Chris Holt, Corporate identity director, Springpoint

‘All organisations should have at least one official policy statement that emphasises a commitment to improving design standards; especially public organisations. ‘Board’-level design representation is also vital, which can be achieved by appointing non-executive directors or external advisors with a recognised design expertise.’

Tony Howard, Director, Roundel (former Executive design manager, British Rail)

‘Potentially, it’s not a bad thing. It all depends on the direction from now on a cost-cutting operation or fresh blood and perhaps more available budgets for outside consultancies. It all rests on whoever validates their department’s role in the bigger organisation. In our case, we have three hands-on department managers and no big cheese. This keeps the balance, and creativity stays utmost.’

Clive Goodwin, Design manager, Samsung Design Europe

‘An appropriate relationship between brand, design and marketing is the best safeguard of visual effectiveness, with marketing and design responding to the brand values. If not, the best you can hope for is a clued-up chief executive like mine; always prepared to support you. Beware, a managing director I had at London Underground once said, “Design is like accounting. There’s only one way to do it.” Sadly, he had a short memory.’
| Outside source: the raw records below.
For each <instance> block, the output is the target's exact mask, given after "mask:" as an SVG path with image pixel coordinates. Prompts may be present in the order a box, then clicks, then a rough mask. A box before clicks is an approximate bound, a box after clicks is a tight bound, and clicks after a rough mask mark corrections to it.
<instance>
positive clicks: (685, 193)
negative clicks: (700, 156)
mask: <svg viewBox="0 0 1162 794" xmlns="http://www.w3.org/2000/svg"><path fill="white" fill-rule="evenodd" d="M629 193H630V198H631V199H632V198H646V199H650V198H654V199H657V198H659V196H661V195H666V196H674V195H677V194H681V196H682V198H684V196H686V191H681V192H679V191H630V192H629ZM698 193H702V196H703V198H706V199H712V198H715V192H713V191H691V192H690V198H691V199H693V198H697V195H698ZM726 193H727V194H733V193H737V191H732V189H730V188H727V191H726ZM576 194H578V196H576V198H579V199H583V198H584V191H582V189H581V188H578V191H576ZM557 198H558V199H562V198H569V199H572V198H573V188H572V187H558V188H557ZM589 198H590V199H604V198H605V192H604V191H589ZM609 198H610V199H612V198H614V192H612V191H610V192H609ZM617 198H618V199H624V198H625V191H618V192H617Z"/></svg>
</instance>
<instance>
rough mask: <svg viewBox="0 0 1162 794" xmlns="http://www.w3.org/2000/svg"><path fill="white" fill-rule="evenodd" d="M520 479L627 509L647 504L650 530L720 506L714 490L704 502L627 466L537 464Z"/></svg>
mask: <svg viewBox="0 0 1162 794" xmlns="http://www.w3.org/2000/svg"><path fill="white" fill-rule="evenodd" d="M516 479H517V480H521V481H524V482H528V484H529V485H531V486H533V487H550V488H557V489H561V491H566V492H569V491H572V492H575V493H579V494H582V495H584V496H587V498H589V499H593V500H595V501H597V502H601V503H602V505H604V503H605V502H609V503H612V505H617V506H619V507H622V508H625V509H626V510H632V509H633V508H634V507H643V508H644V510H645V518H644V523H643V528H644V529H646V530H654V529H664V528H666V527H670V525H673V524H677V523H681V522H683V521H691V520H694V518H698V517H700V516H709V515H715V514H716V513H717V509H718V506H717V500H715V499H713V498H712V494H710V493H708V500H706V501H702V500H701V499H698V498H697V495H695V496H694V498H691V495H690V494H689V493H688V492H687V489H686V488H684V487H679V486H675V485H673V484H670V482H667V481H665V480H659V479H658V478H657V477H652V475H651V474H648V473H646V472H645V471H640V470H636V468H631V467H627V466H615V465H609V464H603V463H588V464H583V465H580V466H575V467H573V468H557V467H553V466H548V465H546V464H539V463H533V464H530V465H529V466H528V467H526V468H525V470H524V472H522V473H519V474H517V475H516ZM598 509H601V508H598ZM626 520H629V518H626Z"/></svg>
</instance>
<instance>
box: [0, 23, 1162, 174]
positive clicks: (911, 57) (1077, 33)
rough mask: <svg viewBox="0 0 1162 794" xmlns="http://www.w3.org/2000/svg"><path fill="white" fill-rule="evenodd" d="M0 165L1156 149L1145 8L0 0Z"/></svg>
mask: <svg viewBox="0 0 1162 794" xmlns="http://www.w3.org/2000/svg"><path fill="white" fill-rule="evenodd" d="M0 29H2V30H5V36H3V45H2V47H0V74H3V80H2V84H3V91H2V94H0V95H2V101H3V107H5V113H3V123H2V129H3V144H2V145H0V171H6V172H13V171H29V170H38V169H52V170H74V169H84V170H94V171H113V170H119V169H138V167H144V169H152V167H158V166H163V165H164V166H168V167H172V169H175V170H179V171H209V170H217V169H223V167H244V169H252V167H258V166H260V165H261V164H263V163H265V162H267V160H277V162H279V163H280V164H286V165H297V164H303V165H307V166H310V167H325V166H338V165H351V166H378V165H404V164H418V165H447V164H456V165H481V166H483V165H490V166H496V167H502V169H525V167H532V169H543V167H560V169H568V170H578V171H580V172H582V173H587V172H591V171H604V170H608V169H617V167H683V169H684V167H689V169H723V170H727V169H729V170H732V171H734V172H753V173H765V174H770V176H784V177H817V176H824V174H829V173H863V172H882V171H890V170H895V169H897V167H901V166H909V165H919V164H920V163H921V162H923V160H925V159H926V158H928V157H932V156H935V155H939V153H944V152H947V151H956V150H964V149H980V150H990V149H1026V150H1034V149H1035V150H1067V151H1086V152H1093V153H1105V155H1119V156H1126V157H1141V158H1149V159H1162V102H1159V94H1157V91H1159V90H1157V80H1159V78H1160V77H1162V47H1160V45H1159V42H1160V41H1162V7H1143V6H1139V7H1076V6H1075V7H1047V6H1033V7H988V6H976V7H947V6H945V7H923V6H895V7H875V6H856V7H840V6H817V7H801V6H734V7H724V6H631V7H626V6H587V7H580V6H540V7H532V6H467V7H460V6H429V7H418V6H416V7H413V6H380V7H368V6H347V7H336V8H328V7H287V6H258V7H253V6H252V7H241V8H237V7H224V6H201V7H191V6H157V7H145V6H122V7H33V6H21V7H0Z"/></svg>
Christopher Nell, Brand and design manager, Royal Institute of Chartered Surveyors

‘Job titles are symbolic in an organisation’s culture, but more important is its attitude to design: is it properly resourced with talented people, an adequate budget and senior management support? The growing importance of design is recognised by the fact that its management home is increasingly in marketing and brand management teams, not a design management functional silo.’